- Illustration of three types of atherectomy devices being used to remove plaque in a blood vessel
- Specialty: Cardiology
- ICD-9-CM: 39.50, 00.61 -00.62
- MeSH: D017073

= Atherectomy =

Surgical removal of atherosclerosis from the walls of arteries

Atherectomy is a minimally invasive technique for removing atherosclerosis from blood vessels within the body. It is an alternative to angioplasty for the treatment of peripheral artery disease, but the studies that exist are not adequate to determine whether it is superior to angioplasty. It has also been used to treat coronary artery disease, albeit without evidence of superiority to angioplasty.

==Uses==
Atherectomy is used to treat narrowing in arteries caused by peripheral artery disease and coronary artery disease.

==Controversy==
The use of atherectomy instead of or in addition to angioplasty remains an area of controversy, as atherectomy typically involves the use of more costly disposable devices, and clear evidence to justify its use is lacking. Atherectomy has high physician reimbursement relative to angioplasty alone. According to The New York Times, 'Medical device makers have bankrolled a cottage industry of doctors and clinics that perform artery-clearing procedures that can lead to amputations.'

==Technique==
Unlike angioplasty and stents, which push plaque into the vessel wall, atherectomy cuts plaque from the wall of the artery. While atherectomy is usually employed to treat arteries it can be used in veins and vascular bypass grafts as well.

Atherectomy falls under the general category of percutaneous revascularization, which implies re-canalizing blocked vasculature via a needle puncture in the skin. The most common access point is near the groin through the common femoral artery (CFA). Other common places are the brachial artery, radial artery, popliteal artery, dorsalis pedis, and others.
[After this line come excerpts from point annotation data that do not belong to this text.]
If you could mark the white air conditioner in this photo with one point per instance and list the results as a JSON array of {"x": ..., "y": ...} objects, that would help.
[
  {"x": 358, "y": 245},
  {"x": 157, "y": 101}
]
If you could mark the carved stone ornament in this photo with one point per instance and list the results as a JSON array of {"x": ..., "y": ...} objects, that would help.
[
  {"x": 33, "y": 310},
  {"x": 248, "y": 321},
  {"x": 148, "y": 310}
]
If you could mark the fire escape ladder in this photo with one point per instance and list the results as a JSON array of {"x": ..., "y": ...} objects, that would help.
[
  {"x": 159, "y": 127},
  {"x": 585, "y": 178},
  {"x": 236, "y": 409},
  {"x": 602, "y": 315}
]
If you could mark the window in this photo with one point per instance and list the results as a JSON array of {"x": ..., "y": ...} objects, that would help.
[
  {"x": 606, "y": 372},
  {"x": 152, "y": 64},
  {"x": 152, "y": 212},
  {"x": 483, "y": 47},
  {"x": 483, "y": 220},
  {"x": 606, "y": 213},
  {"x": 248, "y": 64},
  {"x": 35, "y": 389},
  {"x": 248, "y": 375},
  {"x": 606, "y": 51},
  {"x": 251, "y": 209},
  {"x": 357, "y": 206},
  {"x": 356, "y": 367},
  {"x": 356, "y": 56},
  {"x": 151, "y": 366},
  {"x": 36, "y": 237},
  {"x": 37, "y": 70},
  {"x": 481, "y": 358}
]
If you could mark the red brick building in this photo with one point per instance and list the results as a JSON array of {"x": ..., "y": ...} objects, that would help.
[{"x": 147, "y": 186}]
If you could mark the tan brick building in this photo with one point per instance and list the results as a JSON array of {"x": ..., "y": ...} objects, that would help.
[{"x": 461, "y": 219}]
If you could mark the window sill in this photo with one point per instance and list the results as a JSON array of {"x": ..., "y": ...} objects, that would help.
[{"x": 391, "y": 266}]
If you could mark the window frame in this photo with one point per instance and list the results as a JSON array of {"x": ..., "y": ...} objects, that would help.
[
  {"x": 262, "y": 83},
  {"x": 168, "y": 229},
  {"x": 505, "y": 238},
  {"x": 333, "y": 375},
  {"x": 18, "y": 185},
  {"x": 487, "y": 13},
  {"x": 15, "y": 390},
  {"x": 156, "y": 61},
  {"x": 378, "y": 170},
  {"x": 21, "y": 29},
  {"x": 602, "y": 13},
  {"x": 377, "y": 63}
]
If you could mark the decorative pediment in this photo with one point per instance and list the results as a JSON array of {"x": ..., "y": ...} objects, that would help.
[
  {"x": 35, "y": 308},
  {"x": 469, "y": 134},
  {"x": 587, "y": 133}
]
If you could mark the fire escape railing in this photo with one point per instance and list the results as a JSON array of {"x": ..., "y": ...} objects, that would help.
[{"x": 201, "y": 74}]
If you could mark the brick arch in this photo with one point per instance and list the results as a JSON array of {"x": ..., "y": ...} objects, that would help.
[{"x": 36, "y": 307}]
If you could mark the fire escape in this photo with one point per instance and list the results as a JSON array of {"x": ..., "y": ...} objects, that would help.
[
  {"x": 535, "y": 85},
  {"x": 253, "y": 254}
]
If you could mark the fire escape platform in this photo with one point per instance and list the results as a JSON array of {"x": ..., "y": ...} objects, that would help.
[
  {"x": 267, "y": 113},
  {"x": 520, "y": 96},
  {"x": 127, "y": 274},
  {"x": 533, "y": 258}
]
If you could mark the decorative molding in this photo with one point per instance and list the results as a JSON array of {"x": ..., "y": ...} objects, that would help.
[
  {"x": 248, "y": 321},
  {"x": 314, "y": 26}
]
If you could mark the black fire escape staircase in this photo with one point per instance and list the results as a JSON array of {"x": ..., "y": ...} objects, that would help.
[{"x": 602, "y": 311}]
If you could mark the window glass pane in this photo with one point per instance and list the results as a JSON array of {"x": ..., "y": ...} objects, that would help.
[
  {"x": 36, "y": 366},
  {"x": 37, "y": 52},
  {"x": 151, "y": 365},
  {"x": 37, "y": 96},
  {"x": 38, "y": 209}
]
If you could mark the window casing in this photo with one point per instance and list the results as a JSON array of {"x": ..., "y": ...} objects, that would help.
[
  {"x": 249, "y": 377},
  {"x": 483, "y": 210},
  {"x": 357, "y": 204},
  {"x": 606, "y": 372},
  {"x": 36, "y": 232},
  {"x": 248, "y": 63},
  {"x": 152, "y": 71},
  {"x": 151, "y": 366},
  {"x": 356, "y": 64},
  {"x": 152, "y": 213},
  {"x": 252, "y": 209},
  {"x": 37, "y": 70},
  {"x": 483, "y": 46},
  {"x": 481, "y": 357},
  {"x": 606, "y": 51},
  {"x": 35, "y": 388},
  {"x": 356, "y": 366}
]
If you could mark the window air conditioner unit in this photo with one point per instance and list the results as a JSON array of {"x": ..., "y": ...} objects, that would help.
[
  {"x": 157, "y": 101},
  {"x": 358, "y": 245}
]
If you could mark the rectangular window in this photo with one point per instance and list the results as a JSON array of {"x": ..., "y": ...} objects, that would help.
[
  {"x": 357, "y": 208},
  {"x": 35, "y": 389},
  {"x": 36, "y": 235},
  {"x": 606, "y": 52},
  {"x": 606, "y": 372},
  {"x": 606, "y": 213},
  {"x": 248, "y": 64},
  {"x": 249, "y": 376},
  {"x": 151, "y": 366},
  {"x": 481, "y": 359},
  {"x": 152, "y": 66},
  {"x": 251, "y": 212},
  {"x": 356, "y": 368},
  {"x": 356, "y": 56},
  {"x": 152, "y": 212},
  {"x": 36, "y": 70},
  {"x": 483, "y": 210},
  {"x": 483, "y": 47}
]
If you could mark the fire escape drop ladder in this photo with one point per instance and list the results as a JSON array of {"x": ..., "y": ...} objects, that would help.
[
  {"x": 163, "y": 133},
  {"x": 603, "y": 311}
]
There are four types of atherectomy devices: orbital, rotational, laser, and directional.

The decision to use which type of device is made by the interventionist, based on a number of factors. They include the type of lesion being treated, the physician's experience with each device, and interpretation of the devices' risks and effectiveness, based on a review of the medical literature.

Directional atherectomy is an intravascular procedure guided by optical coherence tomography termed as lumivascular atherectomy.